The first low code platform was introduced only 7 years ago, in 2014iv – and since then low code / no code platforms, and their usage spread wide in a pace what the world has never seen. According to the most mentioned prediction by Gartner, “By 2024 at least 65% of all new business applications will be created with high-productivity toolsets, such as low-code and no-code application development platforms. [..] By 2023, the number of active citizen developers at large enterprises will be at least 4 times the number of professional developers”v. Of course citizen developers will not take over the IT’s role, but they will be an important factor in keeping a company innovative and fast reacting for our ever-changing world.

What is a citizen developer?

A citizen developer is someone who can build applications without coding knowledge using no code or low code platforms.
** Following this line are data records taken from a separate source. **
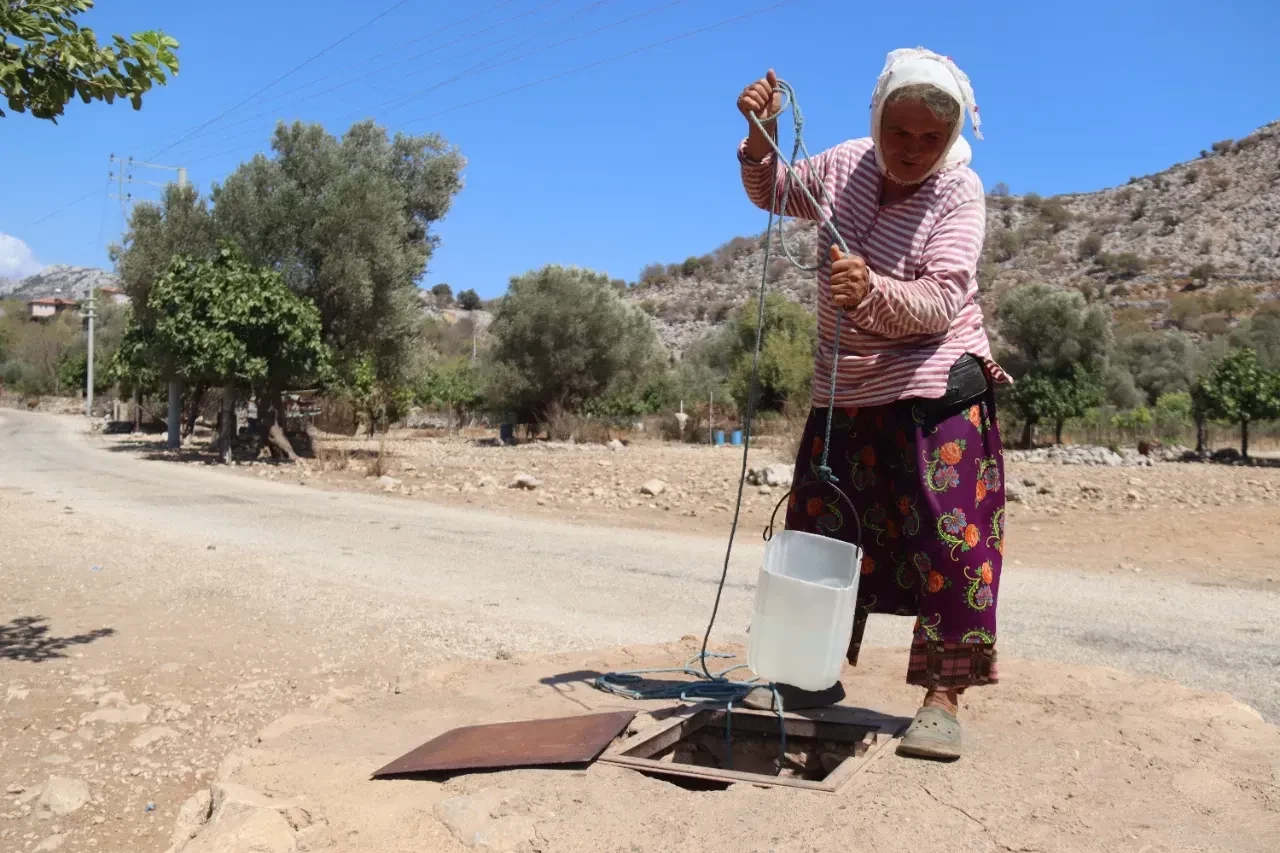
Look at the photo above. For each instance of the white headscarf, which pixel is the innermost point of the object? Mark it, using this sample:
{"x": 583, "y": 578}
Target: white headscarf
{"x": 912, "y": 65}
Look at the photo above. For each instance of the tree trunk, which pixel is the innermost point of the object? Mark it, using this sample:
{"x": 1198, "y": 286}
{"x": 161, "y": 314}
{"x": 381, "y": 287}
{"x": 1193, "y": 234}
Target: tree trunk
{"x": 1027, "y": 434}
{"x": 270, "y": 415}
{"x": 197, "y": 400}
{"x": 227, "y": 424}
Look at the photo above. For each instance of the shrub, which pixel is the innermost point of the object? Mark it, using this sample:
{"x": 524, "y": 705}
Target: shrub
{"x": 1124, "y": 265}
{"x": 1056, "y": 214}
{"x": 1202, "y": 273}
{"x": 1008, "y": 245}
{"x": 469, "y": 300}
{"x": 1089, "y": 246}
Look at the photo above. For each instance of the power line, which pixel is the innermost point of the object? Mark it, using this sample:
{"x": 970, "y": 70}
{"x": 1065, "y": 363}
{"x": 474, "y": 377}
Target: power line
{"x": 408, "y": 59}
{"x": 411, "y": 96}
{"x": 396, "y": 103}
{"x": 60, "y": 210}
{"x": 405, "y": 44}
{"x": 689, "y": 33}
{"x": 292, "y": 71}
{"x": 602, "y": 62}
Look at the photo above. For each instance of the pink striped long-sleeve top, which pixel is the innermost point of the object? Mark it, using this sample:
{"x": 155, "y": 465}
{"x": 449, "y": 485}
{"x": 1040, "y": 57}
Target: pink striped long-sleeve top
{"x": 920, "y": 313}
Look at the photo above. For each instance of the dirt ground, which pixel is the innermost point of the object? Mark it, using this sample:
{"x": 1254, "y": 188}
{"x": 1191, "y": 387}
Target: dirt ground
{"x": 1064, "y": 760}
{"x": 184, "y": 671}
{"x": 1210, "y": 524}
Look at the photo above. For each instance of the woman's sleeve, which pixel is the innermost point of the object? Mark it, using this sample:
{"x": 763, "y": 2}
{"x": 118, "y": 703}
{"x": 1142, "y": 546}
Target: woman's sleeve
{"x": 928, "y": 304}
{"x": 814, "y": 172}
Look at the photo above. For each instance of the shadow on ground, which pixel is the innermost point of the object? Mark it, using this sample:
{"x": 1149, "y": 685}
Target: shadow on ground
{"x": 27, "y": 639}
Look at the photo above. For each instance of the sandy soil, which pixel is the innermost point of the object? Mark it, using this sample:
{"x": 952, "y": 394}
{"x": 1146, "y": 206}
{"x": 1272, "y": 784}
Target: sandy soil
{"x": 1063, "y": 760}
{"x": 314, "y": 634}
{"x": 1211, "y": 524}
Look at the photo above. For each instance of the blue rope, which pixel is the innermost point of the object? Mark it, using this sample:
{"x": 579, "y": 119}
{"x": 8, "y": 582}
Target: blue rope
{"x": 716, "y": 687}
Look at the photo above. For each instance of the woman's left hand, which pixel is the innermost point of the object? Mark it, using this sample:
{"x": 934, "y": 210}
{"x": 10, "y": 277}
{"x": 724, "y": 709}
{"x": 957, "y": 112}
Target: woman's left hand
{"x": 849, "y": 281}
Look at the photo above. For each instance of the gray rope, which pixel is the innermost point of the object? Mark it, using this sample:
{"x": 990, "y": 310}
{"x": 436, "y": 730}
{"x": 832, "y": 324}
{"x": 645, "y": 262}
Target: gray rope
{"x": 714, "y": 687}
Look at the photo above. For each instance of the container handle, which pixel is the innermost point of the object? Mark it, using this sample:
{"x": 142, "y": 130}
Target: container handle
{"x": 858, "y": 521}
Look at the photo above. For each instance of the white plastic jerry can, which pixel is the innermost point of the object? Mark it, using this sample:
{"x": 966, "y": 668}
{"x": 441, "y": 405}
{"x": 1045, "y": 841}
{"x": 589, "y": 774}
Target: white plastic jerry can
{"x": 804, "y": 610}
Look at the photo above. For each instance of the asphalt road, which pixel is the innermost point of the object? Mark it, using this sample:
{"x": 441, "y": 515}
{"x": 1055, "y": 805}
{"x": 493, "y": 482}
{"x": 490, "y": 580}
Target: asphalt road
{"x": 529, "y": 584}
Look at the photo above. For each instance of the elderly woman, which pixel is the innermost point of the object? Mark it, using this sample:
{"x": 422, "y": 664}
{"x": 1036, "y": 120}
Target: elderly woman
{"x": 914, "y": 441}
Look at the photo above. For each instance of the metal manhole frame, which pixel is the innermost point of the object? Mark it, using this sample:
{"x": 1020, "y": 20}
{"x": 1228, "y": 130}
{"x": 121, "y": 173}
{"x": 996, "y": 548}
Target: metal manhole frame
{"x": 881, "y": 733}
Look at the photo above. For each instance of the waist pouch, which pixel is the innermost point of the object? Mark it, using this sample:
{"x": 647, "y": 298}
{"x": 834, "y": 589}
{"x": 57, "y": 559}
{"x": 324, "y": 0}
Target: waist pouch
{"x": 965, "y": 383}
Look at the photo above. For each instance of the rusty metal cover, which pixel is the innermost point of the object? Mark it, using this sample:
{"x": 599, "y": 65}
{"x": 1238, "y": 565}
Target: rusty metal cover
{"x": 530, "y": 743}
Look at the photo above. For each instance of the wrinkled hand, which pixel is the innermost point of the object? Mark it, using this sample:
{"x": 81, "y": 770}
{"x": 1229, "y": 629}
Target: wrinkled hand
{"x": 849, "y": 279}
{"x": 759, "y": 99}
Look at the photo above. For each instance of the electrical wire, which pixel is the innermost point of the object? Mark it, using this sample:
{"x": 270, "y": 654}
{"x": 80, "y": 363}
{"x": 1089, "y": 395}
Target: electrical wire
{"x": 384, "y": 68}
{"x": 286, "y": 74}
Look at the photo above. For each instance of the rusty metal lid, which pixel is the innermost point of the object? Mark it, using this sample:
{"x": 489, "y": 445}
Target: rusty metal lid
{"x": 530, "y": 743}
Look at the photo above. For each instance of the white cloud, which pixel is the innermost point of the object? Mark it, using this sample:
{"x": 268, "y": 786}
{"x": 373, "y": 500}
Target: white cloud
{"x": 17, "y": 260}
All citizen developers are business technologists, but not all business technologists are citizen developers.

OK, we love citizen developers, but how does it indicate the viability of the PMO? With a technology spreading and developing this fast, the main challenge companies are facing is the lack of clear methodology and proper governance. If only there was someone in our organization who is expert in these two things… Do you see where I am going? Driving citizen development culture will need similar things to what a project would need just on a much bigger scale. They will need proper platforms to work on, environment for testing, and for the company to profit from it – processes should be developed and maintained about the rules of creating new activities and practices for sharing the knowledge and elevating certain applications for a company level usage. IT can drive these, but in my opinion PMO is the organizational unit which is more suitable for these tasks. And as it seems, PMI is already working on a framework for driving and implementing citizen developments. In my opinion, with the widespread network of certified PMs they have a high chance to build a proper methodological basis for this new way of thinking, as they have the expertise and the network to spread standards helping in implementation.
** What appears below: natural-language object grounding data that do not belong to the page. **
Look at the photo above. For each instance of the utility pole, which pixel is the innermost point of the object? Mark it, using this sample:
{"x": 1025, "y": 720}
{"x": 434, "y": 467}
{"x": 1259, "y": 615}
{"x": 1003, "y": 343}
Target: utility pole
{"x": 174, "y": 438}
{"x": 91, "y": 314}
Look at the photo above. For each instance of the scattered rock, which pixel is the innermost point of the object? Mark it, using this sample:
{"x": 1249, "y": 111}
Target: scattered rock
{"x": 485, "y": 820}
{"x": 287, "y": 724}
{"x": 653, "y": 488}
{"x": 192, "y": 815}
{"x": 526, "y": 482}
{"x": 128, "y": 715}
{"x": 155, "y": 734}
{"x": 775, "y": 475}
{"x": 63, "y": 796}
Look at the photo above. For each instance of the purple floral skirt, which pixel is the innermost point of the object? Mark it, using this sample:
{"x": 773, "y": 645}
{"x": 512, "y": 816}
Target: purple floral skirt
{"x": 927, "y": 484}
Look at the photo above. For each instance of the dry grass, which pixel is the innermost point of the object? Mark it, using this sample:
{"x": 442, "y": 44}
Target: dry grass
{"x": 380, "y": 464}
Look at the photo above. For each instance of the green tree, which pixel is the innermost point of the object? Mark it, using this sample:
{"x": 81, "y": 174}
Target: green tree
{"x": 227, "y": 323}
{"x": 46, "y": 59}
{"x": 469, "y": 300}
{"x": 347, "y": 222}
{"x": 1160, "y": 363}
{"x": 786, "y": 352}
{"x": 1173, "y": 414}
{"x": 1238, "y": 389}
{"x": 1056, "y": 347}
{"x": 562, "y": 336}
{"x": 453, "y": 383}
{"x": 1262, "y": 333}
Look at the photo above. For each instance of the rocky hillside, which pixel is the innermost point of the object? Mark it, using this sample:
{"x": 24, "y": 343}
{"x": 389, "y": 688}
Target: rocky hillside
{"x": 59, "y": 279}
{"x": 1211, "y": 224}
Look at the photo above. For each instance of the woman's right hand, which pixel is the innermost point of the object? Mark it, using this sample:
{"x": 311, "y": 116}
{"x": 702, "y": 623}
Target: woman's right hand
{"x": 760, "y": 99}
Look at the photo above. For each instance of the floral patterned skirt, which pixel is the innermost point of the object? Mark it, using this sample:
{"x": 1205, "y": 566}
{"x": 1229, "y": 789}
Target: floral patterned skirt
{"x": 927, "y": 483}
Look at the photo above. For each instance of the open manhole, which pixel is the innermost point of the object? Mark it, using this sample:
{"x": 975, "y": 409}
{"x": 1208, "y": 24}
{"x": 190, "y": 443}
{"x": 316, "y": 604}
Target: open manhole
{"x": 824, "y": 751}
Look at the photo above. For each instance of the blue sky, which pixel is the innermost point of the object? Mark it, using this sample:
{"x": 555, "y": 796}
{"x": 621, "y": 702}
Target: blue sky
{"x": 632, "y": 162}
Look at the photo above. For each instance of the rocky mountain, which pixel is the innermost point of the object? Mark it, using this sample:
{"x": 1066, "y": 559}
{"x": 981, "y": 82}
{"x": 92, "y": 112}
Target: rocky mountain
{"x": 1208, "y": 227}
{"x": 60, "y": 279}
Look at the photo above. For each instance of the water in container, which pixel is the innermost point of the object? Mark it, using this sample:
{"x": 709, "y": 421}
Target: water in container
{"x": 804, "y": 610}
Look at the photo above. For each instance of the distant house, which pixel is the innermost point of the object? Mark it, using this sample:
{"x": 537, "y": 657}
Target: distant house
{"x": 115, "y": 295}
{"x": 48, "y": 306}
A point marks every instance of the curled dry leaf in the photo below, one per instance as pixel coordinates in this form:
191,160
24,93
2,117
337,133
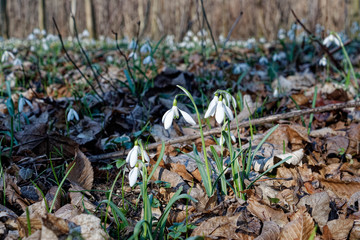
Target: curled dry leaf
270,231
320,205
82,173
221,227
340,228
299,228
90,227
266,213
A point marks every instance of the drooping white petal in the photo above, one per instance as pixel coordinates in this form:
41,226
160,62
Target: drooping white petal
133,175
212,107
21,104
168,119
163,118
187,117
176,111
220,112
146,156
134,156
228,112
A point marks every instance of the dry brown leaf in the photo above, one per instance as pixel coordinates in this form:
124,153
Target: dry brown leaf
270,231
90,227
342,189
354,137
67,212
35,223
82,173
355,231
57,225
340,228
266,213
320,205
221,227
299,228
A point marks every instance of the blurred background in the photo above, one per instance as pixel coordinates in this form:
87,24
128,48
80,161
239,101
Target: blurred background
261,18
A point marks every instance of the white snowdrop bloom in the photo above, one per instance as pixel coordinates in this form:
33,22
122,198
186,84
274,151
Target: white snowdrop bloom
212,107
133,155
146,48
133,55
263,61
149,60
36,31
330,40
17,62
221,139
132,45
7,55
186,39
45,47
31,37
189,33
72,114
219,110
22,102
323,61
172,113
133,176
279,56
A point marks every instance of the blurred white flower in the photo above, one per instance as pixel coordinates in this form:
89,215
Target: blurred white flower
133,55
6,56
330,40
263,60
22,102
323,61
133,176
172,113
72,114
36,31
146,48
17,62
149,60
132,45
133,155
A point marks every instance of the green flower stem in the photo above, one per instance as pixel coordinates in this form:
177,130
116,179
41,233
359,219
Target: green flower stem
209,188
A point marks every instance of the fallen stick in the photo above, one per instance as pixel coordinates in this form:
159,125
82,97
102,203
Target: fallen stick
267,119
And not only driving the change, but I see a high chance that in many companies the PMO members will become the first citizen developers. Having so many options of PM tools and none being perfect, why not to develop our own tools in the future? Being a citizen developer is being a problem solver, and that is what PMO has been doing for a hundred years and will continue to do so, only their tools will change.
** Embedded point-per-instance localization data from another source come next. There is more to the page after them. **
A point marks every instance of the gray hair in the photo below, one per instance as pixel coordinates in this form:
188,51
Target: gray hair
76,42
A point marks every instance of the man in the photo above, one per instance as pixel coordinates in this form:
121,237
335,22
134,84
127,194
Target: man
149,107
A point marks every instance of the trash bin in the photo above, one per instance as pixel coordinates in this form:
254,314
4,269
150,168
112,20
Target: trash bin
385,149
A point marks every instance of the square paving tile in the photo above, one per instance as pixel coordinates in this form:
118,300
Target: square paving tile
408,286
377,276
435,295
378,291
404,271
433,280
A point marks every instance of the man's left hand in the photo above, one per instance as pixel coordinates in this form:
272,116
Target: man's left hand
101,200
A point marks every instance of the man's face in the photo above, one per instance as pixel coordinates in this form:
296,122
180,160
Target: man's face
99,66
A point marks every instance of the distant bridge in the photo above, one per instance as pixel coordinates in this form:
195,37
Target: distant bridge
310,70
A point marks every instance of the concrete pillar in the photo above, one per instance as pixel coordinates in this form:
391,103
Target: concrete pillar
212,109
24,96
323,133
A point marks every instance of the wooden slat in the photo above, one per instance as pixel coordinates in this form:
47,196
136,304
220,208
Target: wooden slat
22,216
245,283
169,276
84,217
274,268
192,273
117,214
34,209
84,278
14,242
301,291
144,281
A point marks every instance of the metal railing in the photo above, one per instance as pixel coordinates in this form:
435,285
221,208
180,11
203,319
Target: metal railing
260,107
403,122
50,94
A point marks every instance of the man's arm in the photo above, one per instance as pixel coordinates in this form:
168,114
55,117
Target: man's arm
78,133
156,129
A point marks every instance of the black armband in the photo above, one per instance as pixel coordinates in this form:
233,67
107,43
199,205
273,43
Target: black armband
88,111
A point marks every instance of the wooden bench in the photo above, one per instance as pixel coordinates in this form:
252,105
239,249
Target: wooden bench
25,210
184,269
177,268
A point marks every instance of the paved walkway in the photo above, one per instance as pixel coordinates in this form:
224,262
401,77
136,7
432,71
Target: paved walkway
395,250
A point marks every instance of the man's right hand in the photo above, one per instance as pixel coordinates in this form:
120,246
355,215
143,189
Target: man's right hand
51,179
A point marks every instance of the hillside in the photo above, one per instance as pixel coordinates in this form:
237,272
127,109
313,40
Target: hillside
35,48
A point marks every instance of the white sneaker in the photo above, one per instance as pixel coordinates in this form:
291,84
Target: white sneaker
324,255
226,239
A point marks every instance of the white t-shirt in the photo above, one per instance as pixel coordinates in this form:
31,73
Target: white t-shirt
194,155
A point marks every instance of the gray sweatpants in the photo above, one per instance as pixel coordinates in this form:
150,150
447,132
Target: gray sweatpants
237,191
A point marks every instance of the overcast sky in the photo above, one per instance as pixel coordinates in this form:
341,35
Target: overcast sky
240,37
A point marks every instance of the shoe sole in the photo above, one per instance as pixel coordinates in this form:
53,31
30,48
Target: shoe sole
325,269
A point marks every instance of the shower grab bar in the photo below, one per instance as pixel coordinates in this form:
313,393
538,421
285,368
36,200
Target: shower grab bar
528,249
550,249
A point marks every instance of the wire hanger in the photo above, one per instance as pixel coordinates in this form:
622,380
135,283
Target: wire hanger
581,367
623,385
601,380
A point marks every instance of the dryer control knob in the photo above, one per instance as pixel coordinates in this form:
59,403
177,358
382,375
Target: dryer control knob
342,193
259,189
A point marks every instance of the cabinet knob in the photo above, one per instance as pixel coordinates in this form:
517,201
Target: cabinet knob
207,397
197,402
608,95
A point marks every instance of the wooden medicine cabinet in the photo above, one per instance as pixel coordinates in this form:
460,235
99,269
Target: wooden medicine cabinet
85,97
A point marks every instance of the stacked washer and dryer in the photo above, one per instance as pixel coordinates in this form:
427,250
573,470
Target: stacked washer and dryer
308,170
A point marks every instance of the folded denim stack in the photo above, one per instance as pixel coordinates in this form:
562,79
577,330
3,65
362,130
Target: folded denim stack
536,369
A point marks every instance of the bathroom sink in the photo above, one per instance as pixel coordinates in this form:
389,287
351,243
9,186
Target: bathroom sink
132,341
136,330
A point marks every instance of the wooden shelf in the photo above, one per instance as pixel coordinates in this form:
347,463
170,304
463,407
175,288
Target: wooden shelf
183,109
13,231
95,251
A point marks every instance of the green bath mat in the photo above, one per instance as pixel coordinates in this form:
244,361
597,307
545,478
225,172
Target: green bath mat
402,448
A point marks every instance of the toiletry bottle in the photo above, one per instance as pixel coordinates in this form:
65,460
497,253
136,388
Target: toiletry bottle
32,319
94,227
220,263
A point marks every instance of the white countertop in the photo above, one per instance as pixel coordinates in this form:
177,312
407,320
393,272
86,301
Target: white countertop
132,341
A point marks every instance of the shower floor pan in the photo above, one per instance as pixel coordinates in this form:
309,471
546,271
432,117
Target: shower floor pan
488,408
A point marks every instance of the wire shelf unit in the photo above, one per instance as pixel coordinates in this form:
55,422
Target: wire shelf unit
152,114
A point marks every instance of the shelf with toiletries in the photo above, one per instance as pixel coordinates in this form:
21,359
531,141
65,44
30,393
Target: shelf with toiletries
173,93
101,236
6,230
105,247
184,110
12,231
We spent quite a time evaluating and selecting the ideal Project Management tool for MINDSPIRE

Read about it here!

Final conclusions

In the past, PMO has been one of the top reasons driving successful project delivery, especially if done right. However, in the fast-changing world we live in, many questions the usefulness of a concept born a hundred years ago. And we can see that they are right on some level: agile methodologies and the spread of automations are taking over many of the classical project management roles. But you need to look into the topic more deeply to see that there is still enough room for PMOs to thrive, no matter if it is running hybrid projects or providing value where machines cannot: by focusing on the human factors. And do not forget a less known factor rising with incredible speed which will change the digital world in only a few years: the appearance of citizen developers. Covid-19 accelerated the changes how we work, remote became standard, more and more companies are moving to cloud solutions. These rapid changes created new obstacles which can be conquered by PMOs and PMs, who are increasingly taking on the role of citizen developers and driving its spread within their companies.